It’s difficult to imagine bringing a child into today’s world, someone destined to live beyond the year 2100; the extreme weather-related risks between now and 2050 worry me enough already. But that’s where we are. The babes around us—granted full life spans and a stable climate—would live beyond the turn of the century.
But long before then, around 2040, parents would be faced with an anxious 16-year-old demanding answers to difficult questions. Such as why and how it was decided to bring them into a world of unfolding environmental collapse and societal chaos.
Many readers will stop here, dismissing such talk as doomerism. Still ahead, others can accuse me of misreading or misrepresenting the latest science, ignoring the solutions being offered and, unforgivably, killing hope.
They believe, as I did 25 years ago when I first entered the climate debate, that this isn’t a scientific problem: We know the amounts and sources of pollution. And that it isn’t a technological problem: We have the technology to eliminate greenhouse gas emissions. That what we have is a political problem and all we lack is political will.
I’ve concluded that’s a false narrative, but it does provide comfort to troubled consciences.

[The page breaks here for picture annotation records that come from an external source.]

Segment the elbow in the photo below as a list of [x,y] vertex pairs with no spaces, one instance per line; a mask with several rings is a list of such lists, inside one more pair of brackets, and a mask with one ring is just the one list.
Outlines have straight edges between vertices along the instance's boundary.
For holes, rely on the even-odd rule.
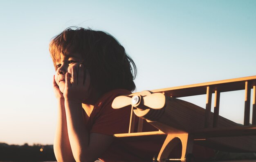
[[74,155],[74,158],[76,162],[93,162],[98,160],[97,158],[92,156],[91,154],[87,153],[77,153]]

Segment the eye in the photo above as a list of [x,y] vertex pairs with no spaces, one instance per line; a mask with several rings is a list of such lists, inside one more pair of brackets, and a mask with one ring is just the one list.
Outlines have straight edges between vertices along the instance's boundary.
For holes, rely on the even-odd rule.
[[72,64],[72,63],[76,62],[74,60],[68,60],[68,61],[67,62],[67,63],[68,63],[68,64]]

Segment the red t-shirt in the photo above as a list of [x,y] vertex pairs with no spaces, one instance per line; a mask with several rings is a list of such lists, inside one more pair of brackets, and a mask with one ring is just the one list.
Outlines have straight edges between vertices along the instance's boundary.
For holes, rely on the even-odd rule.
[[[111,105],[113,100],[119,95],[128,95],[131,92],[125,89],[115,89],[104,94],[96,103],[86,123],[86,127],[90,133],[107,135],[128,133],[131,111],[130,105],[121,109],[114,109]],[[136,120],[135,125],[137,123]],[[156,131],[158,129],[146,122],[143,124],[143,131]],[[153,157],[159,153],[164,141],[157,138],[150,140],[126,141],[115,138],[110,147],[100,158],[104,162],[117,161],[152,161]],[[171,153],[179,158],[181,147],[174,149]],[[193,153],[205,156],[205,149],[195,146]],[[202,152],[202,151],[204,152]],[[212,151],[213,152],[213,151]],[[209,151],[208,151],[209,152]],[[194,155],[195,156],[196,155]],[[180,155],[179,155],[180,157]],[[208,157],[209,158],[209,157]]]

Politicians, of course, have the role of writing the laws needed to protect us. Unfortunately, they present themselves to the public as leaders, rather than the ciphers most really are, there to serve personal ambition at any cost. Where they lust for power, others lust for riches, and they soon fall into each other’s arms. In short, American politics are profit-driven, our country’s “political will” determined by those whose cash fills campaign coffers.
Profit is the problem, more specifically, modern capitalism and its unprecedented concentrations of personal wealth. Yet that is where some see the solution to our existential crisis: more capitalism, more profit, more of the same. To wit, the latest book on climate change, Cheaper, Faster, Better: How We’ll Win the Climate War.

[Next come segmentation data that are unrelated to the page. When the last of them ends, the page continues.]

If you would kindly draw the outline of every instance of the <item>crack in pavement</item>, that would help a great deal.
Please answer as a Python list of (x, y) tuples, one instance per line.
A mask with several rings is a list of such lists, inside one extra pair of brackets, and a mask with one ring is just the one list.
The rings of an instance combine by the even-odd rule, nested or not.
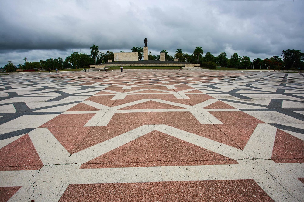
[(263, 168), (263, 167), (262, 167), (262, 166), (261, 165), (261, 164), (259, 163), (259, 162), (257, 162), (257, 160), (256, 159), (255, 159), (255, 161), (257, 163), (257, 164), (259, 166), (260, 166), (260, 167), (261, 167), (262, 169), (264, 169), (264, 170), (265, 170), (265, 171), (266, 171), (266, 172), (267, 172), (267, 173), (268, 174), (269, 174), (269, 175), (270, 175), (272, 177), (273, 177), (274, 179), (275, 180), (275, 181), (277, 181), (277, 182), (280, 185), (281, 185), (281, 186), (282, 187), (283, 187), (283, 188), (284, 189), (285, 189), (285, 190), (286, 191), (287, 191), (288, 193), (288, 194), (290, 194), (290, 195), (291, 196), (292, 196), (296, 200), (297, 200), (299, 202), (300, 202), (300, 201), (299, 200), (299, 199), (298, 199), (296, 198), (295, 197), (294, 197), (293, 196), (293, 195), (291, 193), (290, 193), (290, 192), (289, 192), (289, 191), (288, 191), (286, 189), (286, 188), (285, 188), (285, 187), (284, 187), (284, 186), (283, 186), (281, 183), (280, 183), (278, 181), (278, 180), (277, 180), (277, 178), (276, 178), (275, 177), (274, 177), (274, 176), (273, 175), (272, 175), (271, 174), (270, 174), (270, 173), (269, 173), (268, 171), (268, 170), (266, 170), (266, 169), (265, 169), (265, 168)]

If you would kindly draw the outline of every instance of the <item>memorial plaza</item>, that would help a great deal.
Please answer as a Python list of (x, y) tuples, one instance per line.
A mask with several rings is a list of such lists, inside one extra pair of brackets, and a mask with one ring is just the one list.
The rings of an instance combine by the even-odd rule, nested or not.
[(302, 74), (109, 70), (0, 75), (0, 201), (304, 201)]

“Products. That’s how we’ll actually solve this problem,” billionaire hedge fund manager turned activist turned author Tom Steyer told CBS News last month, one of multiple outlets he visited to promote the book.
Long on platitudes, soft stories about inventions and sound bites like “silver buckshot” solutions, “climate investor” Steyer’s private-sector solution unabashedly begins with using governments to create a bigger market for pollution credits. The plan is to have companies tally up and pay for the pollution costs they currently ignore.
What will ensue is a years-long debate and even longer legal battle over the science of taking an accurate inventory. Then comes the rulemaking and enforcement, meaning more lawsuits and delay. Time we don’t have. Surprisingly, what Steyer and countless others preaching the climate prosperity gospel seem to lack is experience in real world rulemaking.
In practical terms, they want governments to draft what air districts call attainment plans; these work no better than the politicians in charge. The San Joaquin Valley Air Pollution Control District has a long history of failed cleanup plans for ozone and particulate pollution; these have always relied on undetermined “black box” measures to demonstrate legally required future reduction estimates. Similarly, climate attainment plans will rely facetiously on black-box carbon capture and sequestration technology.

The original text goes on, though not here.